Я сказал Оробони о своем состоянии. И ему также было хуже обыкновенного.
— Друг, — сказал он, — не далек тот день, когда один из нас двоих уже больше не сможет придти к окну. Каждый раз, как мы приветствуем друг друга, может быть последним разом. Будем же оба готовы — умереть ли, пережить ли друга.
Его голос был умилен, я не мог отвечать ему. С минуту мы молчали, потом он заговорил:
— Ты блажен, что знаешь немецкий! Ты сможешь, по крайней мере, исповедаться. Я просил священника, который бы знал по-итальянски, но мне сказали, что здесь нет такого. Но Господь видит мое желание, и с той поры, как я исповедался в Венеции, истинно мне кажется, что я ничем не обременил своей совести.
— Я же, напротив, исповедался в Венеции, — сказал я ему, — с душою полною злобы и сделал хуже, чем если бы вовсе отказался от таинств. Но, если теперь дадут мне священника, уверяю тебя, что я исповедуюсь чистосердечно и прощая всем.
— Да благословит тебя Небо! — воскликнул он. — Ты мне доставляешь большое утешение. Сделаем, да, сделаем оба все возможное, чтобы нам навеки соединиться и в счастье, как это было, и в дни несчастия!
На следующий день я ждал его у окна, но он не явился. Я узнал от Шиллера, что Оробони сильно захворал.
Спустя восемь или десять дней, ему стало лучше, и он снова приветствовал меня. Мне нездоровилось, но я терпел. Так прошло несколько месяцев и для него, и для меня в этих сменах лучшего худшим.
LXXIII
Я терпел до одиннадцатого января 1823. Утром я встал с небольшою головною болью, но с расположением к обмороку.
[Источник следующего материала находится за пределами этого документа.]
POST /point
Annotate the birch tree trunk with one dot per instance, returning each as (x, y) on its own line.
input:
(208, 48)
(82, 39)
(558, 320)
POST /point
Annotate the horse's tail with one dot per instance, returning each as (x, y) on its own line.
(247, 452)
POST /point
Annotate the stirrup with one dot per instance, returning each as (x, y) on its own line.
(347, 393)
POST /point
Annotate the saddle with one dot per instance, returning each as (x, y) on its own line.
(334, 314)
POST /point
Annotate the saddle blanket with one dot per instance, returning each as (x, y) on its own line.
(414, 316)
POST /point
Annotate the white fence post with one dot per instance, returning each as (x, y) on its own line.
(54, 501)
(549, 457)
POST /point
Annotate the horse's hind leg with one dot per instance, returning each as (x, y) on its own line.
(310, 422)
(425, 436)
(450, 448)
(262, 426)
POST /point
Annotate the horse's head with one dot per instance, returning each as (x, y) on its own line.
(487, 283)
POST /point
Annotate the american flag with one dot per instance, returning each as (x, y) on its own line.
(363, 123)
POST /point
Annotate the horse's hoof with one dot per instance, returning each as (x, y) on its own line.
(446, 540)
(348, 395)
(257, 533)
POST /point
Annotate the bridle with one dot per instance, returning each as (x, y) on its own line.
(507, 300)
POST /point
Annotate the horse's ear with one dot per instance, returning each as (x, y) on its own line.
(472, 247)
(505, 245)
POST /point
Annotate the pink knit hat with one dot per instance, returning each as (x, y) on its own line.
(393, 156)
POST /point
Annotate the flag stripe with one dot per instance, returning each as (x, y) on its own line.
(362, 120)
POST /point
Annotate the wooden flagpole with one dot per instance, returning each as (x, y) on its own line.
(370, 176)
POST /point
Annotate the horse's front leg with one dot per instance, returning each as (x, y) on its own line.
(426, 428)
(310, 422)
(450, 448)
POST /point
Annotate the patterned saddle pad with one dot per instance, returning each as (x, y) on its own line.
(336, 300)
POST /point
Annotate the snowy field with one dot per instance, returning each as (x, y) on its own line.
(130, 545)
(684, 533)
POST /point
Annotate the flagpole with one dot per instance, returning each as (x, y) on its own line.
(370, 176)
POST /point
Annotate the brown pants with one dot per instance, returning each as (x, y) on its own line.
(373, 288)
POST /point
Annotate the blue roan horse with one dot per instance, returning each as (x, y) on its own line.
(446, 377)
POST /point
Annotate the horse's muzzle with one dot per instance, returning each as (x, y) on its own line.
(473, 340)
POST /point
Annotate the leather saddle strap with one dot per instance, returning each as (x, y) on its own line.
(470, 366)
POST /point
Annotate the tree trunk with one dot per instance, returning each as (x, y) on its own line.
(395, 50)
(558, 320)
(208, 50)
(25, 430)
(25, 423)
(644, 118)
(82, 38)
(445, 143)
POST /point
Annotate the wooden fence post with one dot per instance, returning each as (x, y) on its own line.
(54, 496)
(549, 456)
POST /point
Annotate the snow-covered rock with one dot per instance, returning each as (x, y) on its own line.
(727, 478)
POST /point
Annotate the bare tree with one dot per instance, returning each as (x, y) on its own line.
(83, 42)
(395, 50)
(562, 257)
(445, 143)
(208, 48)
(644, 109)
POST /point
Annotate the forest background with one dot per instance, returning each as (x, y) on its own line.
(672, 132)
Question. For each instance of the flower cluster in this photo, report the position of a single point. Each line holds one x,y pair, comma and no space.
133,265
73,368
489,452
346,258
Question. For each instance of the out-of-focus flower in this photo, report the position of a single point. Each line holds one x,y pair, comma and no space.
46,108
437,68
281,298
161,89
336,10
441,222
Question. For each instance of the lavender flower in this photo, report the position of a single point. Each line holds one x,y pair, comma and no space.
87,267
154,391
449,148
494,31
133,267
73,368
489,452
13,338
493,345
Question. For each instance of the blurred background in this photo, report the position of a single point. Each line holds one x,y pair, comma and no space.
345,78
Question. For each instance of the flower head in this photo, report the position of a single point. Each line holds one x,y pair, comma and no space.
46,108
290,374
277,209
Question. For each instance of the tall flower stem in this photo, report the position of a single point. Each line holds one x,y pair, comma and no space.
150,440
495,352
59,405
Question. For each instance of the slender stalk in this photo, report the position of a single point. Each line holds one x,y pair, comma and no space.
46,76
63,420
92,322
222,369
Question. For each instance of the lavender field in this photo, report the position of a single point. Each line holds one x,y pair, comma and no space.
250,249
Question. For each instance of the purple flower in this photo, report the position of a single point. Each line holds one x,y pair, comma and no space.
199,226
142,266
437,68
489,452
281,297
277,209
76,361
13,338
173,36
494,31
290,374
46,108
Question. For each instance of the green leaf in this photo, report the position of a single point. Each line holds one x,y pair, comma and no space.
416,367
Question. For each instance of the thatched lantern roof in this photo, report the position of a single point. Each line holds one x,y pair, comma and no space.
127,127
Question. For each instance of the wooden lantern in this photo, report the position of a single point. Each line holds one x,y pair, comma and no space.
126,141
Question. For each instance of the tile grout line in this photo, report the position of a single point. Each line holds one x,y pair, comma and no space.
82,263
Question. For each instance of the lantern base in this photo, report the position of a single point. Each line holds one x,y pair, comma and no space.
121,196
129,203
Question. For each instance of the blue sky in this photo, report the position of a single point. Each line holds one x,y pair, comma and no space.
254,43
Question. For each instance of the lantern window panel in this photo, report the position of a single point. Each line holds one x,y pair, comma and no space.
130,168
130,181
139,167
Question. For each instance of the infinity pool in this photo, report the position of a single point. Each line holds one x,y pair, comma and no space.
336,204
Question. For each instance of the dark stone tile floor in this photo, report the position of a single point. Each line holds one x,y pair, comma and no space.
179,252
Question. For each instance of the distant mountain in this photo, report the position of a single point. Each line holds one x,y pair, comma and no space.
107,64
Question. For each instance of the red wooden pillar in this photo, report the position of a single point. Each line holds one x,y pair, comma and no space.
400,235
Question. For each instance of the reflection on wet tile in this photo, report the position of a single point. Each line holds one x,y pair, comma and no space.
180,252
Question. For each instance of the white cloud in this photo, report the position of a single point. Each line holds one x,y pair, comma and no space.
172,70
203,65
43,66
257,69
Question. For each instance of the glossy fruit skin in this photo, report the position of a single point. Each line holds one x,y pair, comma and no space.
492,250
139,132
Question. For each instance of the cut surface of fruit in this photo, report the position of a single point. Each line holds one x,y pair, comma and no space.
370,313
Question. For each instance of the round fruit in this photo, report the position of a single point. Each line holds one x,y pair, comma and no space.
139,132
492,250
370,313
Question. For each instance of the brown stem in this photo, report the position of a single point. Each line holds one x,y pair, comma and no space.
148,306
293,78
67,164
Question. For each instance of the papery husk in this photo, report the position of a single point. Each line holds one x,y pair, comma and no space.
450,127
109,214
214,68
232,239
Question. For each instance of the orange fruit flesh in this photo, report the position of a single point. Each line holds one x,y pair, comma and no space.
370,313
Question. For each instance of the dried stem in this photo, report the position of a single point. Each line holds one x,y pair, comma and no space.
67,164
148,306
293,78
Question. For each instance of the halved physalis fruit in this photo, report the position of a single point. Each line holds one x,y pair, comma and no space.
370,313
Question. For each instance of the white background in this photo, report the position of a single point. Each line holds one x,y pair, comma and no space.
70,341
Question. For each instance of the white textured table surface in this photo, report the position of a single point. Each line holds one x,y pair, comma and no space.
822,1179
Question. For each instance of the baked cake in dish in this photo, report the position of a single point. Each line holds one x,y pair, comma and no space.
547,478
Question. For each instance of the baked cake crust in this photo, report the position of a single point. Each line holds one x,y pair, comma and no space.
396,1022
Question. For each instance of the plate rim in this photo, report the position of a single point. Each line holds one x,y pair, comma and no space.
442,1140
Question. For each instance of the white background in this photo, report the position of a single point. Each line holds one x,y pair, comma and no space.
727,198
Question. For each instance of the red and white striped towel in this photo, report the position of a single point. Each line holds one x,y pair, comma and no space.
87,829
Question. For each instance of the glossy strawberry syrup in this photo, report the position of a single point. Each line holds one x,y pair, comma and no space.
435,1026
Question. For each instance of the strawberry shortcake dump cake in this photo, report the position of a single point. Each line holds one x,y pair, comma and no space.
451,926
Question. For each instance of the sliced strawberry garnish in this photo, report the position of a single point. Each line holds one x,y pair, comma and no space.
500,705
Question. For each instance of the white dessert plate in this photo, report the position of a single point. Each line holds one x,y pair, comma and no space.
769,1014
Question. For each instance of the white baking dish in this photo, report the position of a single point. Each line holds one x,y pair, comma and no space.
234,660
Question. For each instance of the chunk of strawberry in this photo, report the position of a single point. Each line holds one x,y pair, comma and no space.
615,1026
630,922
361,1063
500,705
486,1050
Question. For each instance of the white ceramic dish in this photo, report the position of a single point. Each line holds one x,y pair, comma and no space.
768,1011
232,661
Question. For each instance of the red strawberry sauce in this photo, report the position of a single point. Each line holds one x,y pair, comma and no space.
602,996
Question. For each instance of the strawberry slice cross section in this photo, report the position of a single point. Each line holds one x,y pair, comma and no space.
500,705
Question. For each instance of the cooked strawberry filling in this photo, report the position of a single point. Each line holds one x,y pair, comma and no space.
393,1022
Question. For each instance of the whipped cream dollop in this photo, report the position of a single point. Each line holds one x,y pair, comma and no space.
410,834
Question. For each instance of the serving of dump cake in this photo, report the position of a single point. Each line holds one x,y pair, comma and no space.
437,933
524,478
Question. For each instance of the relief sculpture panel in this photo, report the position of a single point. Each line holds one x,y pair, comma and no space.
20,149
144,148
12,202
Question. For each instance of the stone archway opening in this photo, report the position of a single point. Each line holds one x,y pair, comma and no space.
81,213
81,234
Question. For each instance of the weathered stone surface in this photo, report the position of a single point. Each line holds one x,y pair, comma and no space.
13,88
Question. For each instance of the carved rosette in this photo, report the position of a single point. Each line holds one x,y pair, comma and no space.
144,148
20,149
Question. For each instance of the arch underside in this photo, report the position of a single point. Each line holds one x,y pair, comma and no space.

У меня дрожали ноги, и я с трудом дышал.
И Оробони уже два или три дня как нездоровилось, и он не вставал.
Принесли мне суп, едва я отведал его, как упал без чувств. Спустя несколько времени, коридорный часовой взглянул случайно в дверное окошечко и, видя меня распростертым на полу с опрокинутым горшком возле, счел меня мертвым, и позвал Шиллера.
Пришел и супер-интендант, немедленно послали за доктором и меня положили в постель. С трудом я очнулся.
Доктор сказал, что я в опасности, и приказал снять с меня оковы. Он прописал мне, не знаю какое, сердечное лекарство, но желудок не мог ничего удержать. Головная боль страшно усилилась.
Немедленно донесли губернатору, который отправил курьера в Вену, чтобы узнать, что со мной делать. Отвечали, чтобы меня не помещали в больницу, но чтобы ухаживали за мной в камере, с тем же самым старанием, как если бы я был в больнице. Кроме того, супер-интендант был уполномочен снабжать меня бульоном и супом со своей кухни, пока болезнь не перестанет быть серьезной.
Эта последняя предусмотрительность вначале была для меня бесполезна: никакая пища, никакое питье не принималось желудком. В течение всей недели мне становилось все хуже и хуже, и я день и ночь был в бреду.
Для ухода за мной были приставлены Краль и Кубицкий, оба с любовью ходили за мной.
Всякий раз, как я приходил несколько в сознание, Краль повторял мне:
— Уповайте на Бога, только Бог один благ.
— Помолитесь за меня, — говорил я ему, — не о том, чтобы я выздоровел, а о том, чтобы Он принял мои несчастия и мою смерть во искупление моих грехов.